Если верить дяде Мулису, это была как бы своего рода памятка, написанная маминой рукой, где сопоставлялись даты, шли подсчеты, и из них-то выходило, что если я сын Октава, то появился на свет божий на два месяца раньше срока, и действительно, при рождении я весил много меньше нормальных детей, меня заворачивали в вату и вообще со мной много намучились. Но с какой целью все это писалось? Очевидно, это был черновик письма, во всяком случае, такого мнения придерживался дядя, хотя полной уверенности у него не было.
Но Октав Пиан имел причину сомневаться в том, что я его родной сын, он считал, что причина эта известна лишь ему одному, и обнаруженный мачехой документ подтверждал эти сомнения. Дядя Мулис знал о нем от своей сестры... Трудно, очень трудно касаться такой щекотливой темы, приходится прибегать к обинякам! Короче, из слов дяди я понял, что Октав принадлежал к тому довольно распространенному типу мужчин, которых, так сказать, парализует избыток любви: пытка жестокая, особенно если твою страсть не разделяют и на твое смехотворное отчаяние смотрят холодным или насмешливым взглядом...
Мне хотелось бы, чтобы читатель почувствовал, с каким отвращением я пишу о таких вещах, но именно это доказывает, что пишу я невымышленную историю, ибо романист инстинктивно избегает подобных положений, способных внушить ужас. Но коль скоро мы отрываемся от вымысла и идем по следам судеб, реально пересекавшихся с нашей, мы на каждом шагу наталкиваемся на эту скудость чувств, на отклонения или, хуже того, на неполноценность, которой особенно непереносимо касаться тем из нас, кто так или иначе стал ее жертвой. Ренан[11] как-то сказал, что истина, должно быть, печальна: он рассматривал истину в метафизическом плане. Но в сфере человеческой истина не просто печальна, но еще и смешна, постыдна, до того постыдна, что и говорить о ней не хочется из простого чувства брезгливости. Поэтому ее обходят молчанием и требуется скандальный бракоразводный процесс или обращение к папскому суду, чтобы она стала достоянием публики.
В октябре мы с мачехой вернулись в город, а Октав Пиан остался в Ларжюзоне. Супруги расстались окончательно, без предварительного сговора: это вышло как-то само собой. Отец, еще не державший в руках вышеупомянутого документа (забытого как бы случайно в ящике его ночного столика и, следовательно, вот-вот могущего попасться ему на глаза), был соответственным образом подготовлен и даже, я бы сказал, нашпигован Бригиттой и поэтому расстался со мной без сожаления и явно предпочел одинокое пребывание зимой в деревне постоянному присутствию этой ненавистной ему женщины и сына, один вид которого пробуждал в нем тревогу. В моей памяти он так и остался вновь впавшим в состояние оцепенения, в какую-то дремотную вялость, из которой он вышел только на несколько дней, чтобы защитить Мишель. Очевидно, именно в это время он начал пить, но окончательно опустился только после нашего отъезда.

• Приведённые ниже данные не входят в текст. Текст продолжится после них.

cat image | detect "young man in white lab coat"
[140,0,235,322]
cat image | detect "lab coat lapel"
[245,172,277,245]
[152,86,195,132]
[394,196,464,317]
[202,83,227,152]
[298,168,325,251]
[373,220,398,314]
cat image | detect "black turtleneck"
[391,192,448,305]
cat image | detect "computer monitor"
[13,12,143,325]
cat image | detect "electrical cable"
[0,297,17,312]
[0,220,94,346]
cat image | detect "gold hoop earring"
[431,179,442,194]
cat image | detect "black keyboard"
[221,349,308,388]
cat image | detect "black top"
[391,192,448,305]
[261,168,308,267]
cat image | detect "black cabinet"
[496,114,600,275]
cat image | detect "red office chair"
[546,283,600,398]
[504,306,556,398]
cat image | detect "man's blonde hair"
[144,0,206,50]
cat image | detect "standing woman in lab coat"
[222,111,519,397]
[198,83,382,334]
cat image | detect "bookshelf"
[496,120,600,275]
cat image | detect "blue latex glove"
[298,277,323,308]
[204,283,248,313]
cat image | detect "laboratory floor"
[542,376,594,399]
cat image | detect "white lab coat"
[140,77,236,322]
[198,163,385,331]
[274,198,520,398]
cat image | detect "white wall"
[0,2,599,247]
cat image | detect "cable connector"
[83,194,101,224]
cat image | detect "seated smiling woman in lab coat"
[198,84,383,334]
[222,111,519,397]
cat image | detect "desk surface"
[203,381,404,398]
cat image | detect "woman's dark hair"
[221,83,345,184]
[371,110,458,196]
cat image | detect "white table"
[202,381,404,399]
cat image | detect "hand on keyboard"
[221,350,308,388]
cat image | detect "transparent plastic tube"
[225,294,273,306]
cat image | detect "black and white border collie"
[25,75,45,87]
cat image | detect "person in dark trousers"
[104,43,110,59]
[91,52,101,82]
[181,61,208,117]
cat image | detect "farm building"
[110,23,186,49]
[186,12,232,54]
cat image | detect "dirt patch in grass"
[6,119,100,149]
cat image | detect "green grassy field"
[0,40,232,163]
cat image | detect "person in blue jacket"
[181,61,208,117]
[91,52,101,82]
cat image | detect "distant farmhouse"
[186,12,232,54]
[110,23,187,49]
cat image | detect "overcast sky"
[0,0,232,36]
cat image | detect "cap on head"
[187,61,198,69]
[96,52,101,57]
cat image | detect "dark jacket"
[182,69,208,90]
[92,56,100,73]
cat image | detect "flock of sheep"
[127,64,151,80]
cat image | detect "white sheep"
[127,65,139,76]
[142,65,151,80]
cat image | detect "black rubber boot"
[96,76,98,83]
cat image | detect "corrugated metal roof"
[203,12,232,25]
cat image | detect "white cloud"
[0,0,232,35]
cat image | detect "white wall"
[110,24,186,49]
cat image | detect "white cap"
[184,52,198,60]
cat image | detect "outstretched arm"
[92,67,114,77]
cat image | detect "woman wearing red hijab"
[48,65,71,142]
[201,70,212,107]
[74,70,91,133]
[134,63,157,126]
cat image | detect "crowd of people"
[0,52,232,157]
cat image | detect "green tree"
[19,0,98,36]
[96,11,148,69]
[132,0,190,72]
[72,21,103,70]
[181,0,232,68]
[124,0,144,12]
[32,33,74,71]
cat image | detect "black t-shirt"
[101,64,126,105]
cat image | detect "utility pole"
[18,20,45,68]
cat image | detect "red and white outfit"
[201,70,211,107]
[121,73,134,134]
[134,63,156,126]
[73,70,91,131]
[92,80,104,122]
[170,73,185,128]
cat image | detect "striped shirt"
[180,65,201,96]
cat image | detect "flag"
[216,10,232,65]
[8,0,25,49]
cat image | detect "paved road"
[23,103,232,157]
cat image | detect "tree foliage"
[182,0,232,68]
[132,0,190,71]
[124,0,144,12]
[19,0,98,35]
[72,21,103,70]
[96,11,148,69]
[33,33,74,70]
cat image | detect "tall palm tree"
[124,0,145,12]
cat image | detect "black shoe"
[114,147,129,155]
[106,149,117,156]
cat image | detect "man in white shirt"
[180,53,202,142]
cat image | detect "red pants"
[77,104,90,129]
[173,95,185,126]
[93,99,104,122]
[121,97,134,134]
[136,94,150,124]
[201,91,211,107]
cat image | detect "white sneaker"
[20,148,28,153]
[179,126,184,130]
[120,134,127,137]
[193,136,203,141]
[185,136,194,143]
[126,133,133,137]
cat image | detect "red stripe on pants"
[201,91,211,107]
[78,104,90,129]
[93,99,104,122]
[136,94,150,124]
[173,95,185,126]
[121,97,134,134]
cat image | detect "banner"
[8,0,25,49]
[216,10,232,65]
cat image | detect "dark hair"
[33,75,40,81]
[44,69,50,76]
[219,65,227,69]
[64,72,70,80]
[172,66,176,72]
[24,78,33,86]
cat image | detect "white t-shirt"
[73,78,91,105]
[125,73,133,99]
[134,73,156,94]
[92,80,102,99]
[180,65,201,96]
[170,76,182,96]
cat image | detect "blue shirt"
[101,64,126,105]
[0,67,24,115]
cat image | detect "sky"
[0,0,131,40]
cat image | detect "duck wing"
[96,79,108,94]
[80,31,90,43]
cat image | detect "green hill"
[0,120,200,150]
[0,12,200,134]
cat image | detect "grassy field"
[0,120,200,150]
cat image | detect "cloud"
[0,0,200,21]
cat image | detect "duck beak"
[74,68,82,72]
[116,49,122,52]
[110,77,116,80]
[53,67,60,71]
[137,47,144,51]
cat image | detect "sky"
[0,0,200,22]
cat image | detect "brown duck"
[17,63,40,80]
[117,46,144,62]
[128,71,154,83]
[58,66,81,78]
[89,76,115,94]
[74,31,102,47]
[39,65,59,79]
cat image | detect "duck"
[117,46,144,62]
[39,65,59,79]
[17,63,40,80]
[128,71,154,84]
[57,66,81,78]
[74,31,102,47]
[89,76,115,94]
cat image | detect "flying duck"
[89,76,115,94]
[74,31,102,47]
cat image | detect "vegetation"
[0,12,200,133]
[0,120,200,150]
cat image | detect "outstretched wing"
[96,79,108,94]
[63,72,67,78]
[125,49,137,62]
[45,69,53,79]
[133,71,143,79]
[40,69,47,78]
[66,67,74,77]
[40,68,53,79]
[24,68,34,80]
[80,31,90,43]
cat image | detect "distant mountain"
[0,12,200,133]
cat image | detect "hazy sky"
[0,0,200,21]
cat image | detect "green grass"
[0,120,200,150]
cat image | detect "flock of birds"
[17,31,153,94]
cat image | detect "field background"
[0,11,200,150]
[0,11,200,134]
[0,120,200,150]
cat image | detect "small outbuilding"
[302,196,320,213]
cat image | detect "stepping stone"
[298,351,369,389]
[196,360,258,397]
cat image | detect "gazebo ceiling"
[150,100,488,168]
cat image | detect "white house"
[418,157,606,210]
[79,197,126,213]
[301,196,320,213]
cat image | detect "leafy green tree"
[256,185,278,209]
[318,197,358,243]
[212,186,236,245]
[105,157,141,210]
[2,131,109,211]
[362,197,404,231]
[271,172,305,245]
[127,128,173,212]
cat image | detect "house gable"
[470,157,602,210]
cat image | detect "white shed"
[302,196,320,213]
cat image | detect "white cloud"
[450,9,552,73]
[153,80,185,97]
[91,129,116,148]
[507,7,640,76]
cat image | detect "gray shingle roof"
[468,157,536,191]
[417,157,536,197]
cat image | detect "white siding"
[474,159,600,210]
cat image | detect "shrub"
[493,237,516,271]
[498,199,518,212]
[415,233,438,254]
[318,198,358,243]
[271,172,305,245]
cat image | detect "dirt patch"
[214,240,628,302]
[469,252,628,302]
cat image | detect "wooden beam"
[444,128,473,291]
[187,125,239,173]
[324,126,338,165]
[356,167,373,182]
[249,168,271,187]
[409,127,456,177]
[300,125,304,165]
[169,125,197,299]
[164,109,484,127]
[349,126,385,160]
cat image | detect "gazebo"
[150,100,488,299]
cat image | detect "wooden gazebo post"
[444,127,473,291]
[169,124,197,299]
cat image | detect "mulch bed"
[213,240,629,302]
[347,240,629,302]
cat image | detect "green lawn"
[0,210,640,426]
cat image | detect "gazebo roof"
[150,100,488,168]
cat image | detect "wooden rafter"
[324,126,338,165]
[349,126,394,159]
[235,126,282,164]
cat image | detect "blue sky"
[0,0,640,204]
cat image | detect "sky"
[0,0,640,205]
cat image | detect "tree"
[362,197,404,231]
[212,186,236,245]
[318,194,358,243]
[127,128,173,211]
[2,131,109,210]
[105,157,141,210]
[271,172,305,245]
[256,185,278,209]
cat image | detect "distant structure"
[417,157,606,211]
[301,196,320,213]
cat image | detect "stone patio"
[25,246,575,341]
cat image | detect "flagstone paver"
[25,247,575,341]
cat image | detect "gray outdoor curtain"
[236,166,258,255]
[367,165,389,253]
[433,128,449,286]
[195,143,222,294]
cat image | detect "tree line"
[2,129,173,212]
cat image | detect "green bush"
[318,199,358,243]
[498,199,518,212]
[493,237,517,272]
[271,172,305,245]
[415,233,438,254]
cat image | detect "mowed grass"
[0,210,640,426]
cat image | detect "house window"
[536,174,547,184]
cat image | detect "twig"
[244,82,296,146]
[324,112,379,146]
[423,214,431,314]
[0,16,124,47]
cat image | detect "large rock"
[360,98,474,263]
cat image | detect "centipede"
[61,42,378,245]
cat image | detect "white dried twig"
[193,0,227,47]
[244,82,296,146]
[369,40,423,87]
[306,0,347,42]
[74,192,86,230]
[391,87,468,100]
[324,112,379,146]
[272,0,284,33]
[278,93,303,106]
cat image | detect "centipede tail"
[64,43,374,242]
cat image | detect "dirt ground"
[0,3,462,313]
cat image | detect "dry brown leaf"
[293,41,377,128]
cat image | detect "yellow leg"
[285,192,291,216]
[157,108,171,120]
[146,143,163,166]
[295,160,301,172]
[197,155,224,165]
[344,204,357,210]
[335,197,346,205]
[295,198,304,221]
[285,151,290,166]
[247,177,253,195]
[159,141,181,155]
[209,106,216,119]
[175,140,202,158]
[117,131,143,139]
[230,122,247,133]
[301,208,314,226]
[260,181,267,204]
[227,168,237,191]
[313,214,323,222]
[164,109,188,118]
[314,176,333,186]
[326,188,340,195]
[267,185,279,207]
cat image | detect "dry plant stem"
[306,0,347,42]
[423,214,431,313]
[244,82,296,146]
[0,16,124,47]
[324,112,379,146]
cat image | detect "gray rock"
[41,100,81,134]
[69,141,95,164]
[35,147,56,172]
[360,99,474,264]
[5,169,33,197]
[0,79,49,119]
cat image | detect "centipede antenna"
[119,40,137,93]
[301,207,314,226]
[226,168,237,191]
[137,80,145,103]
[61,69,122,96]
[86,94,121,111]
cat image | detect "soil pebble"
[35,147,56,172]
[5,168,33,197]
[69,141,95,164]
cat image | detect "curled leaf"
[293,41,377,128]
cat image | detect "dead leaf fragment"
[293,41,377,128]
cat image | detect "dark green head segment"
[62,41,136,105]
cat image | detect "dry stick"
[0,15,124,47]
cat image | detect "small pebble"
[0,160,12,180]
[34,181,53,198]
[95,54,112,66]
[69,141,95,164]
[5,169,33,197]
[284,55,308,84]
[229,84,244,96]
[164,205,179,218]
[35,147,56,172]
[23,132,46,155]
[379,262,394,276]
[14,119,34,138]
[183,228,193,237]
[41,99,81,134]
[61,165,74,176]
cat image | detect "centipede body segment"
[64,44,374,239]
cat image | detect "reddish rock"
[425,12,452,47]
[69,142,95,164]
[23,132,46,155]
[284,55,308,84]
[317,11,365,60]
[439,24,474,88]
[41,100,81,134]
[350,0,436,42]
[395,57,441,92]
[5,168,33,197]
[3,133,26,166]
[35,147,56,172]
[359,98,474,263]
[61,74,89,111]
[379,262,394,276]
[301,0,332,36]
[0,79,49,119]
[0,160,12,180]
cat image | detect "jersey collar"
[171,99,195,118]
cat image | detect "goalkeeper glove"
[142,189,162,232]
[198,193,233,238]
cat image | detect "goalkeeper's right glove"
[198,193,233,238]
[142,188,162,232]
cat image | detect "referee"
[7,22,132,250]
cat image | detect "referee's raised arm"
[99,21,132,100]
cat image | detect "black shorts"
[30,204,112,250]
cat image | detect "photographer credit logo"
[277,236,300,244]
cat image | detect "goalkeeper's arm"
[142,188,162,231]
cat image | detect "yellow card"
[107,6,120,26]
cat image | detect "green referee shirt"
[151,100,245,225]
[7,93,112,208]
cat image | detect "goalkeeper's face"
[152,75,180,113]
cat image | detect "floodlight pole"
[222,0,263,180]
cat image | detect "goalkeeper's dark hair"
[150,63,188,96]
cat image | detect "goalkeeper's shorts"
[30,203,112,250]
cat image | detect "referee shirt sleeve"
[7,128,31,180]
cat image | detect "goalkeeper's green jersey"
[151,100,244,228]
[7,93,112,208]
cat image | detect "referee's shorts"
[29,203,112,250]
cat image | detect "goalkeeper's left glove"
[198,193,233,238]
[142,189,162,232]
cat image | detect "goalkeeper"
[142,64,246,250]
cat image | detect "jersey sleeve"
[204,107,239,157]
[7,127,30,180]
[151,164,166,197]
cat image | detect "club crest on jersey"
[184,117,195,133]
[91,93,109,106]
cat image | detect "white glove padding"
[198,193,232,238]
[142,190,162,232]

Мишель отдали пансионеркой в Сакре-Кер, и мы с мачехой остались вдвоем. Два года до окончания моего учения прошли безрадостно, но я мучился не так сильно, как предполагал раньше. Учился я легко, и Бригитте не доставлял никаких хлопот этот неразговорчивый мальчик, который без всякого понукания сидит целыми вечерами над уроками или готовится к контрольной работе. В первый год отец приезжал из деревни раз в месяц, в тот день, когда из Сакре-Кер выпускали Мишель. Он возил нас с ней завтракать в ресторан. До сих пор помню чувство наслаждения, какое я испытывал, выбирая по карточке самые любимые мои блюда: устрицы, филе из зайца, гусиное рагу с бобами в горшочке. Уверенность в том, что Жан и Мишель разлучены, и, конечно, навсегда, словно бы усыпила мою к ним любовь и в то же время ревность, просыпавшуюся лишь на короткий миг: чтобы любить и осознавать свою любовь, мне всю жизнь необходимо было страдать.